Introduction

Age estimation is often an imperative procedure in circumstances where chronological age (CA) is ambiguous, for example, in determining whether a child has reached the age of criminal responsibility during judicial proceedings or whether undocumented individuals have attained the age at which employment, marriage, adoption, or immigration is permitted [1,2,3]. Age estimation of unknown corpses and skeletal remains is also important in anthropological and forensic science [4] and can be helpful for diagnoses and treatment planning in clinical dentistry and orthodontics [5, 6].

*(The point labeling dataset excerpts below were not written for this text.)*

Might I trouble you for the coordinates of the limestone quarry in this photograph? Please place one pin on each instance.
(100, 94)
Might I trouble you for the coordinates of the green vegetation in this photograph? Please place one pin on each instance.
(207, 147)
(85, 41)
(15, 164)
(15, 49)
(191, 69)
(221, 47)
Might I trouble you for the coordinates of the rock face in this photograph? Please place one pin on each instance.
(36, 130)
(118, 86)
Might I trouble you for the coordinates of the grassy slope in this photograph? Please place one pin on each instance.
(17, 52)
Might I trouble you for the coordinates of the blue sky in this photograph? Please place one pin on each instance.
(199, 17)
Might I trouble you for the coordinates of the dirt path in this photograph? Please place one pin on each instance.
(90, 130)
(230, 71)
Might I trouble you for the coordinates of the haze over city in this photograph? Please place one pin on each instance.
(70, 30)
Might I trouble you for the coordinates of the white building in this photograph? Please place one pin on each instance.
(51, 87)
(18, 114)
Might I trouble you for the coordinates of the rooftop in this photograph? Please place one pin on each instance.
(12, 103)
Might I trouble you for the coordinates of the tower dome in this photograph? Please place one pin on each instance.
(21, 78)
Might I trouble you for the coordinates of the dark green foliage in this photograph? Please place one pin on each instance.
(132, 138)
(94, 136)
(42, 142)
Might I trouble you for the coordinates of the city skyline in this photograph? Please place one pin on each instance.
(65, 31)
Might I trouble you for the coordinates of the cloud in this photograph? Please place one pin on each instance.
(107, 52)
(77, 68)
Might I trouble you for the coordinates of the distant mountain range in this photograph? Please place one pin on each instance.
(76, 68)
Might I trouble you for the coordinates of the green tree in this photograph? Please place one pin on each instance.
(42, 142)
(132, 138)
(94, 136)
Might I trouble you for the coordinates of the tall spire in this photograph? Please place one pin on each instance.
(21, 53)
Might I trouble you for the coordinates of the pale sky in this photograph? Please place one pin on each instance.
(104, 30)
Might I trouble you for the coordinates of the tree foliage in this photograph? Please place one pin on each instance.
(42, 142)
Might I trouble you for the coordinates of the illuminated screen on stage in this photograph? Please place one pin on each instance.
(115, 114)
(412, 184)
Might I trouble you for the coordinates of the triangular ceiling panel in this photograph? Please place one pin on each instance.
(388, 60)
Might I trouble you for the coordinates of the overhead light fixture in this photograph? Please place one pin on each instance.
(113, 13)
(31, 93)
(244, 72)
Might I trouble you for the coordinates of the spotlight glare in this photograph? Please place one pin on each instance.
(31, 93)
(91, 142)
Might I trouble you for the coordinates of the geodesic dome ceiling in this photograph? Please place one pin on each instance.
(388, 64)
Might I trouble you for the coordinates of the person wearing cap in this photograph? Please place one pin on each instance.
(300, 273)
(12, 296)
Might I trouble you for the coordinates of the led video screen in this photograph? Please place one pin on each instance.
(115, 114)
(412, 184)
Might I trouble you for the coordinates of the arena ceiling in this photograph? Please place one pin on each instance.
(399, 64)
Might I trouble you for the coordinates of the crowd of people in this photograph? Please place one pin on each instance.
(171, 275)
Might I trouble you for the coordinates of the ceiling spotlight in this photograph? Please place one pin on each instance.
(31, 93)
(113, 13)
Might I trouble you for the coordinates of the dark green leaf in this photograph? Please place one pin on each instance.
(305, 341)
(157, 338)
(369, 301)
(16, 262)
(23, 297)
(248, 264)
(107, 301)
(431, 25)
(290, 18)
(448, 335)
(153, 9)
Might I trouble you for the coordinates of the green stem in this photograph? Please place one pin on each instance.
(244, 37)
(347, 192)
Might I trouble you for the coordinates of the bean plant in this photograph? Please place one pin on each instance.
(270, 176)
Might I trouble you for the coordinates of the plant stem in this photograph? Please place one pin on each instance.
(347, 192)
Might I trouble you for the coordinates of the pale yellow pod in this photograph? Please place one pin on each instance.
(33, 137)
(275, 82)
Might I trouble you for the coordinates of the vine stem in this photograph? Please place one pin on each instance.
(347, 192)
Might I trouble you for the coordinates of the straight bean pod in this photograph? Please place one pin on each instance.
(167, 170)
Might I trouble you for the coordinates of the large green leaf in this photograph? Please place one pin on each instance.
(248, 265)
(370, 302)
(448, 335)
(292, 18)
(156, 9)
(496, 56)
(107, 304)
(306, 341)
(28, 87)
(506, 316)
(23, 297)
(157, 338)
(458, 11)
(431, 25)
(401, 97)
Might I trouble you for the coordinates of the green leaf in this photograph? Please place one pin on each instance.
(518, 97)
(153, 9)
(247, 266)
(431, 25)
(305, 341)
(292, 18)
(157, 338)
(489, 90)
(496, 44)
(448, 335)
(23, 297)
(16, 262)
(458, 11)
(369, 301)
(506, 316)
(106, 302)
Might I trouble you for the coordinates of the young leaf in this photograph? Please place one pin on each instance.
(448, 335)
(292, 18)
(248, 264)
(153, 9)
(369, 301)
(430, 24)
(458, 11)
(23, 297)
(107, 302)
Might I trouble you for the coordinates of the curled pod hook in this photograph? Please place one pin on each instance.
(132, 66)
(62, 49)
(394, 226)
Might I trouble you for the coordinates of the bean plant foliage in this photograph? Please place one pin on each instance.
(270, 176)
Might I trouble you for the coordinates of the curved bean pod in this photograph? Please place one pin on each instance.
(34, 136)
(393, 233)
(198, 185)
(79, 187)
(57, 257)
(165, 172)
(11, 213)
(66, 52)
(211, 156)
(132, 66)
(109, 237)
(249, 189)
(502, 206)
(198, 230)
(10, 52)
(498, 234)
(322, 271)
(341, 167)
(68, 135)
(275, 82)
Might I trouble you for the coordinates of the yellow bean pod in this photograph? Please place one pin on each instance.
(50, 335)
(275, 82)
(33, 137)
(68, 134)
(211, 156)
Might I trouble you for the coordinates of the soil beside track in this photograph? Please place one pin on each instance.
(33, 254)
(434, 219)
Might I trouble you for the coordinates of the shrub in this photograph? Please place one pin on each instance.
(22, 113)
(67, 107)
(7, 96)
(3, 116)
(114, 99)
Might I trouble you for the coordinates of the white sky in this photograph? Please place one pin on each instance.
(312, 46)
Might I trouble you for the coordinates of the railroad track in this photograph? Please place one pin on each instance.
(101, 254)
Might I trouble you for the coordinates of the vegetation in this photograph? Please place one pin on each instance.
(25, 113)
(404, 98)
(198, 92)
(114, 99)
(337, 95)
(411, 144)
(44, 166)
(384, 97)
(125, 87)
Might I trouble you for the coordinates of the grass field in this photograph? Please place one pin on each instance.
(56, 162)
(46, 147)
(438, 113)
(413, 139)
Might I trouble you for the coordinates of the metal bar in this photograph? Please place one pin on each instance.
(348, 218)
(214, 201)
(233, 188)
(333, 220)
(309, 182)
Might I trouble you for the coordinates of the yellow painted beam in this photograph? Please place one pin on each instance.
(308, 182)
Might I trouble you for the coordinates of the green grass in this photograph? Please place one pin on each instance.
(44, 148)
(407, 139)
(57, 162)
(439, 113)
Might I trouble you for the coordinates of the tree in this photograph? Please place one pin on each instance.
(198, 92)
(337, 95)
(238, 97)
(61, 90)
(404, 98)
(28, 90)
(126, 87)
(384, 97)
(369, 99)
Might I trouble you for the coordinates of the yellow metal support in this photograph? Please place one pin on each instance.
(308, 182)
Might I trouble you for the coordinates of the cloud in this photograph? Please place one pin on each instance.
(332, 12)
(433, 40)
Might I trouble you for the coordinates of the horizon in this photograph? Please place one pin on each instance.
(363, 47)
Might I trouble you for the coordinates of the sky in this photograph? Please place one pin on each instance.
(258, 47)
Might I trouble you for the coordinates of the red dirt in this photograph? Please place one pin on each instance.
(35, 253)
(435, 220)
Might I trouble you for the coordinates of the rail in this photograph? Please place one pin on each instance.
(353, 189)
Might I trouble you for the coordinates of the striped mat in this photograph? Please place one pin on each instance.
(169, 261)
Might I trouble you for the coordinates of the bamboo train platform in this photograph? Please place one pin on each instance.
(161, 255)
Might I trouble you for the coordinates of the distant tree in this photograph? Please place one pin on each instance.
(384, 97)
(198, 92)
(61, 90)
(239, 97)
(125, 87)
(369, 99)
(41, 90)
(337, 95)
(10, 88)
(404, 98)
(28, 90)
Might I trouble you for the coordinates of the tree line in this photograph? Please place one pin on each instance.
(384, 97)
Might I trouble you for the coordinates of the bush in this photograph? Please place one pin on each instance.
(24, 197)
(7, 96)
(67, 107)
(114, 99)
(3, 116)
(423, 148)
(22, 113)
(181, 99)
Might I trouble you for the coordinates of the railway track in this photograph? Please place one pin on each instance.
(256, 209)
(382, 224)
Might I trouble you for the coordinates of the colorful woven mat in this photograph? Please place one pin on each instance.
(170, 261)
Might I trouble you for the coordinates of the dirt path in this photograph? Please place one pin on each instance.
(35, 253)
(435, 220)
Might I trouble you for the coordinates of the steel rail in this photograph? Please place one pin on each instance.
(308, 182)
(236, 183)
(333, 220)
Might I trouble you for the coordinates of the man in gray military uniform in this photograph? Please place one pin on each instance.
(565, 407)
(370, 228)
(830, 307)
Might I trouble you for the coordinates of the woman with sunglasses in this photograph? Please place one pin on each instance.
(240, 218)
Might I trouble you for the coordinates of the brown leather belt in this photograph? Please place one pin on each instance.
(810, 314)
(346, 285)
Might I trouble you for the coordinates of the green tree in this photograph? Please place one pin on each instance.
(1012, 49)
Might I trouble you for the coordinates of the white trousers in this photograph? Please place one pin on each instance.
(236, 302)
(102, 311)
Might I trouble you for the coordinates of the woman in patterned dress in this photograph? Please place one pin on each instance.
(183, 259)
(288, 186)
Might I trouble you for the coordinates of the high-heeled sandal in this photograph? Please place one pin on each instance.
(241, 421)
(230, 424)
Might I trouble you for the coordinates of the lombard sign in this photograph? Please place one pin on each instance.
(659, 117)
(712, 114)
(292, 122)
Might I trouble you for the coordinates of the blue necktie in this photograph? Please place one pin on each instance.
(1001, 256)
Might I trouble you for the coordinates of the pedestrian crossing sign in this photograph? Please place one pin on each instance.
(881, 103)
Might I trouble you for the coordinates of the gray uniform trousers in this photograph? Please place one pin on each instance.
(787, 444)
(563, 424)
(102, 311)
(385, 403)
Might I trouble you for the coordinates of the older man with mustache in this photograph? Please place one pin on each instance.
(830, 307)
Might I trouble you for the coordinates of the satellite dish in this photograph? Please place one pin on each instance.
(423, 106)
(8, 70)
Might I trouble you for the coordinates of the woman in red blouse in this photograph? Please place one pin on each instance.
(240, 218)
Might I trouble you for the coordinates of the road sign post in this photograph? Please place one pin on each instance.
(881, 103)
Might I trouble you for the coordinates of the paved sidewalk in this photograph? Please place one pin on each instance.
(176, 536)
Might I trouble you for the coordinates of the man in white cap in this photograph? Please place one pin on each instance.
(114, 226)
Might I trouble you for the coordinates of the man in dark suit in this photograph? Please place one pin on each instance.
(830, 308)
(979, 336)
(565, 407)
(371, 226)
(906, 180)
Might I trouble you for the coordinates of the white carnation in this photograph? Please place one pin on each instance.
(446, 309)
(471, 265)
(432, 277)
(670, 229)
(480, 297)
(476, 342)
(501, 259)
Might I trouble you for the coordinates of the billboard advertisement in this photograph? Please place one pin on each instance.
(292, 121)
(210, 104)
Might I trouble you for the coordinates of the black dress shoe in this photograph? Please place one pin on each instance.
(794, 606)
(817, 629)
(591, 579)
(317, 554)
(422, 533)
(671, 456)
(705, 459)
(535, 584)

CA estimation based on dental panoramic radiography is the most commonly age estimation method [7,8,9,10,11,12,13,14]. Dental calcification development is independent of somatic or sexual maturity, as it is genetically controlled, making it superior to other age estimation methods, such as skeletal indicators [15, 16]. The developmental stages of teeth, compiled by Demirjian in 1973 and revised in 1976 [5, 6], based on French-Canadian individuals is the most widely applied method, on account of its rationality, ease of application, and objectivity. Willems et al. [1] developed a modified version of Demirjian’s scoring system using a Belgian population, by simplifying the conversion steps. Some previous studies have reported that estimated dental age (DA) determined by the method of Willems was more accurate than that generated using the Demirjian method [3, 8, 17,18,19]; however, other studies have reached the opposite conclusion [20, 21].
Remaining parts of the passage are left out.